Dort gab ihnen der ortsansässige Webermeister Kaspar Pomeisl die Informationen, die sie für den Einbruch brauchten. Er wohnte an jener Stelle, wo heute das Haus Florianigasse 3 steht. Der 43-Jährige, der mit seiner Familie in größter Armut lebte und sich durch die einseitige Arbeit oder einen Unfall am Webstuhl bereits ein Fußleiden zugezogen hatte (hier gehen die Quellen auseinander), berichtete von der 66-jährigen Anna Maria Schindler, einer Nachbarin, die einige Häuser weiter auf der anderen Straßenseite lebte. Die heutige Adresse dieses Hauses, das leider auch nicht mehr existiert, lautet Bürgergasse 3. Schindler galt in Zwettl als reich, ihr verräterischer Nachbar schätzte die erzielbare Beute auf 700 bis 800 Gulden in Silber. Diese Frau hatte sieben Jahre zuvor einen bedeutend jüngeren Mann geheiratet, der aber einen so liederlichen Lebenswandel geführt hatte, dass er vom Magistrat der Stadt Zwettl zu Besserungszwecken zwangsweise zum Militär gesteckt worden war. Man sieht, die Gesetzeslage damals war eine etwas andere als heute. Dieser Umstand wird in der vorliegenden Geschichte noch eine gewichtige Rolle spielen.
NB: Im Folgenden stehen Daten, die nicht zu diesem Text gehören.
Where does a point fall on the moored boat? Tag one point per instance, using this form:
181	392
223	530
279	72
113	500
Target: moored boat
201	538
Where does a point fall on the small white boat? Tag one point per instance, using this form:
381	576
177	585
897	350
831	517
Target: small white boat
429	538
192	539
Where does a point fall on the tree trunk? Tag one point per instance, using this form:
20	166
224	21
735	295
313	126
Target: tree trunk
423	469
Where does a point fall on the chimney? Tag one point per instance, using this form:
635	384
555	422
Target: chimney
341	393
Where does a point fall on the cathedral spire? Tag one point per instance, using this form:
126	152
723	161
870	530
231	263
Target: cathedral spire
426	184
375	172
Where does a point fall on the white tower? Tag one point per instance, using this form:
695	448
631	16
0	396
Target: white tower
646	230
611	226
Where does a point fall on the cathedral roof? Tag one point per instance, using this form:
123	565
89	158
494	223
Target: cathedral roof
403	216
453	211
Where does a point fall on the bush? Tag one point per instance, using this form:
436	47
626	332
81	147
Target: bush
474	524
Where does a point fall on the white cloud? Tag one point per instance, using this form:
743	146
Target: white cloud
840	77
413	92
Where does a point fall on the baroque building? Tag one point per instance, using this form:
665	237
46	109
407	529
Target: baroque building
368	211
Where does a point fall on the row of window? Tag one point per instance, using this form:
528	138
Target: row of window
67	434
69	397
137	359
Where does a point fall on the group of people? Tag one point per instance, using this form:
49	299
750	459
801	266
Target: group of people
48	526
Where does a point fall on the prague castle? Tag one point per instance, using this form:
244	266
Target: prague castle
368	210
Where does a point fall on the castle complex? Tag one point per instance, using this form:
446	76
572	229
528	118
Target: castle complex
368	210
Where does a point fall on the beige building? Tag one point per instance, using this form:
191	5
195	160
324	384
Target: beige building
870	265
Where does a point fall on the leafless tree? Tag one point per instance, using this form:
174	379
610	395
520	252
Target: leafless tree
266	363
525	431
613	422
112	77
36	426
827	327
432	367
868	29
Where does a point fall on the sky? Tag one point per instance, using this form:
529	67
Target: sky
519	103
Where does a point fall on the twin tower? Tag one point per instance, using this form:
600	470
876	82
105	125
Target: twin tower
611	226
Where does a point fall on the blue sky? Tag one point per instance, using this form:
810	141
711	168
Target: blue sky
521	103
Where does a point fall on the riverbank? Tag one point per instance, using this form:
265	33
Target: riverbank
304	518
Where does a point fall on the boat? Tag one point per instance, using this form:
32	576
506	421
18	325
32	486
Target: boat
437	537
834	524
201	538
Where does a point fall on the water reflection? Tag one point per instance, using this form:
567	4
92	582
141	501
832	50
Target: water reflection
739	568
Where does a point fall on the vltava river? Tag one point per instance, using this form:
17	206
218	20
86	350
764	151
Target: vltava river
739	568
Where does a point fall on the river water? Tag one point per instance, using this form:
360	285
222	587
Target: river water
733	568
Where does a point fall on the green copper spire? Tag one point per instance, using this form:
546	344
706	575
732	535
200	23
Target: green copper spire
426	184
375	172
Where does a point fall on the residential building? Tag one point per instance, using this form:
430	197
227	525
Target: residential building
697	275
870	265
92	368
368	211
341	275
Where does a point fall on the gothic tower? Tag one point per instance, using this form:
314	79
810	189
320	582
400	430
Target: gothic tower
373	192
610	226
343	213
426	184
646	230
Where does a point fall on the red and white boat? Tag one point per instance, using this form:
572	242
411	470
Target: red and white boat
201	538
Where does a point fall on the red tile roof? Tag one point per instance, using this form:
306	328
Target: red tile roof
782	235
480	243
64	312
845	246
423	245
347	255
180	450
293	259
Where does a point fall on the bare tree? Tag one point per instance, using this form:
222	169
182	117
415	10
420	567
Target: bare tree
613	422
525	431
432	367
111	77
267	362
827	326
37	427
Das ehemalige Haus der Anna Maria Schindler (Quelle: zwettl.gv.at)
Das ehemalige Haus der Anna Maria Schindler (Quelle: zwettl.gv.at)

In der Nacht machte sich die Bande zum Haus der Anna Maria Schindler auf. Um nicht vorzeitig entdeckt zu werden, vergifteten die Einbrecher den Nachbarshund und stiegen um etwa 23 Uhr in das Haus ein. Sie verhängten die Fenster, zündeten Kerzen an und fesselten wie üblich die Hausbesitzerin. Diese jedoch wehrte sich nach Leibeskräften, sie schrie und schlug um sich. Dann überstürzten sich die Ereignisse - und konnten bis heute nicht restlos geklärt werden.
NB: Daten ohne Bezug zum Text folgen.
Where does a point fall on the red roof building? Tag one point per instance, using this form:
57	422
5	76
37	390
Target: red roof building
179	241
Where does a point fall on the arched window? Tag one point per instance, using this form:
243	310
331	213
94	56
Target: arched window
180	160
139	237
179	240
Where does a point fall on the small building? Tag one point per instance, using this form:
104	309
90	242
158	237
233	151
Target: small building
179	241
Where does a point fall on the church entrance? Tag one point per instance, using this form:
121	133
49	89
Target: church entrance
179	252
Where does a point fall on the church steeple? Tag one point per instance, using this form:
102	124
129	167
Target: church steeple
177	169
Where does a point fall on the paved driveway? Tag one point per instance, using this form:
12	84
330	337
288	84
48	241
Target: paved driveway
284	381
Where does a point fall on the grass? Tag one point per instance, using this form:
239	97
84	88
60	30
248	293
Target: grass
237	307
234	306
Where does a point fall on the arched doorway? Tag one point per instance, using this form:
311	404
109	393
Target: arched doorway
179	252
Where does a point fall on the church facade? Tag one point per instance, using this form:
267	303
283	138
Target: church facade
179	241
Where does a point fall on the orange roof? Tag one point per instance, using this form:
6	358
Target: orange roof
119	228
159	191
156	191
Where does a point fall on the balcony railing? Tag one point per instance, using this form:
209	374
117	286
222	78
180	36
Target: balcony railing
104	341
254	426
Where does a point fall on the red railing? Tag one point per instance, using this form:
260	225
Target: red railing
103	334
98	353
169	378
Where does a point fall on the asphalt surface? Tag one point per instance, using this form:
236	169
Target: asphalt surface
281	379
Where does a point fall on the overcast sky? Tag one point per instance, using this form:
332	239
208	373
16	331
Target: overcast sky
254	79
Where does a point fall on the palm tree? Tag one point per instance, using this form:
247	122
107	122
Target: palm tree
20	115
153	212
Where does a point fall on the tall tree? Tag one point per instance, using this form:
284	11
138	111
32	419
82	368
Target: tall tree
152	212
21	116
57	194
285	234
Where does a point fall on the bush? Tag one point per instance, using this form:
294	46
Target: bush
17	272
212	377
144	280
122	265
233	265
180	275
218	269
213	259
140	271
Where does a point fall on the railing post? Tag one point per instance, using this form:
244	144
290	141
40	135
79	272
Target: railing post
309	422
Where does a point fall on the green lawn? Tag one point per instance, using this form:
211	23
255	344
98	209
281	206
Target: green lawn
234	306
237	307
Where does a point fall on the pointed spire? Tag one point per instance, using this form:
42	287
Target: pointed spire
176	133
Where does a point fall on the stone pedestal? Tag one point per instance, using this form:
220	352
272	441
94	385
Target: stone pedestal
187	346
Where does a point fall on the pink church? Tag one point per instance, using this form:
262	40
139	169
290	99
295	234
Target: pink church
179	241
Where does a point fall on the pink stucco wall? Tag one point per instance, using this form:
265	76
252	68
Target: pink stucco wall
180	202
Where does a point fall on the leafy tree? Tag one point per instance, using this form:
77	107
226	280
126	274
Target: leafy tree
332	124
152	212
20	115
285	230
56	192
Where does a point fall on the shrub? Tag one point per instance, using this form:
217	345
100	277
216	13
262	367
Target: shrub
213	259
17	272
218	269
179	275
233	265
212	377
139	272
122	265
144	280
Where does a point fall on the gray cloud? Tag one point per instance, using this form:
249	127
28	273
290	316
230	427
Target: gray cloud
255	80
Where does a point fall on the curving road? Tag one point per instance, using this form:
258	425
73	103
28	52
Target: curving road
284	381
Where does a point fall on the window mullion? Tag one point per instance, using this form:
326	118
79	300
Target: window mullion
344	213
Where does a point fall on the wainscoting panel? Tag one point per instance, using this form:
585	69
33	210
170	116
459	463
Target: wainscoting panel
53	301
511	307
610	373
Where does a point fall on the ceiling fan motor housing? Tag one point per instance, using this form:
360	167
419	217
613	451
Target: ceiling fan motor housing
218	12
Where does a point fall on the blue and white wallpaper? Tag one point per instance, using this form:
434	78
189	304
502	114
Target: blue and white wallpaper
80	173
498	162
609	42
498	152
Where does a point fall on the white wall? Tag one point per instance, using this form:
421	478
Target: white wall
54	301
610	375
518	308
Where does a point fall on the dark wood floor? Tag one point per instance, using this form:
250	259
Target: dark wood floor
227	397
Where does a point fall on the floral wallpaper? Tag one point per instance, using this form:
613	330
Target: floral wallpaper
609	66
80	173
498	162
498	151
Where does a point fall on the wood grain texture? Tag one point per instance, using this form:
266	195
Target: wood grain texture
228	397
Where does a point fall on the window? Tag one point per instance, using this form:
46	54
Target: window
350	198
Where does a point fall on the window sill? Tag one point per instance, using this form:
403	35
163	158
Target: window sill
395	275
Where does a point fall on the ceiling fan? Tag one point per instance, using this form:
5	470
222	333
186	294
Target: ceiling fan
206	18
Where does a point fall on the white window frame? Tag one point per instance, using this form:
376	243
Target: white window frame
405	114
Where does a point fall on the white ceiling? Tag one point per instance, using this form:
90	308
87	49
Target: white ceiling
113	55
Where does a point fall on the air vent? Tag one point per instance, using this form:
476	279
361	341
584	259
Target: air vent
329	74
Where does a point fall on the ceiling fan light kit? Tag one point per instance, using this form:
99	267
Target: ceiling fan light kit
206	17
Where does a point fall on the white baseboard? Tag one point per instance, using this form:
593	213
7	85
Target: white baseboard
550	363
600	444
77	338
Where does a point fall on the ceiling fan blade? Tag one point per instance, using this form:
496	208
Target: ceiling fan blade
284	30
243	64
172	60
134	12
Das traurige Ergebnis des Überfalls war auf alle Fälle, dass der Gerichtsarzt am Vormittag des Folgetages nur mehr den Tod der Anna Maria Schindler feststellen konnte, die im Keller des Hauses gefunden worden war. Er konstatierte verschiedene Verletzungen, zum Tode hatten aber drei schwere Kopfwunden geführt. Bis zuletzt blieb ungeklärt, wer die Frau wie getötet hatte. Grasel behauptete vor Gericht hartnäckig, dass es sich um einen Unfall gehandelt habe: Schindler habe so laut geschrien, dass er sie auf Fähdings Geheiß in den Keller schleppen wollte. Dabei sei er mit ihr die Kellertreppe hinuntergestürzt, wodurch sie sich die tödlichen Verletzungen zugezogen habe.

Die Einbrecher erbeuteten allerdings deutlich weniger, als sie gehofft hatten: nur etwa 100 Gulden in Silber und 130 Gulden in Banknoten, einige Kleidungsstücke und Bettwäsche. Davon erhielt Pomeisl als Tippgeber elf Gulden, wovon er nicht allzu viel hatte: Er wurde aufgrund eines Zettels mit seinem Namen, der am Tatort gefunden worden war, sowie seinen durch die Behinderung markanten Fußspuren rasch gefasst und zu zwölf Jahren Kerker verurteilt. Die Quellen verraten leider nicht, was mit seiner Familie geschah, zu deren Wohl er sich ja mit den Verbrechern eingelassen hatte. Apropos: Er dürfte gar nicht gewusst haben, mit wem er sich da zusammengetan hatte - die Verhörprotokolle lassen darauf schließen, dass Pomeisl den Namen Grasel gar nicht gekannt haben dürfte. Eine weitere Ironie des Schicksals.

 

In der Bildmitte sieht man den Passauer Turm, das ehemalige Stadtgefängnis, in dem der unglückliche Kaspar Pomeisl nach seiner Ergreifung inhaftiert wurde.
In der Bildmitte sieht man den Passauer Turm, das ehemalige Stadtgefängnis, in dem der unglückliche Kaspar Pomeisl nach seiner Ergreifung inhaftiert wurde.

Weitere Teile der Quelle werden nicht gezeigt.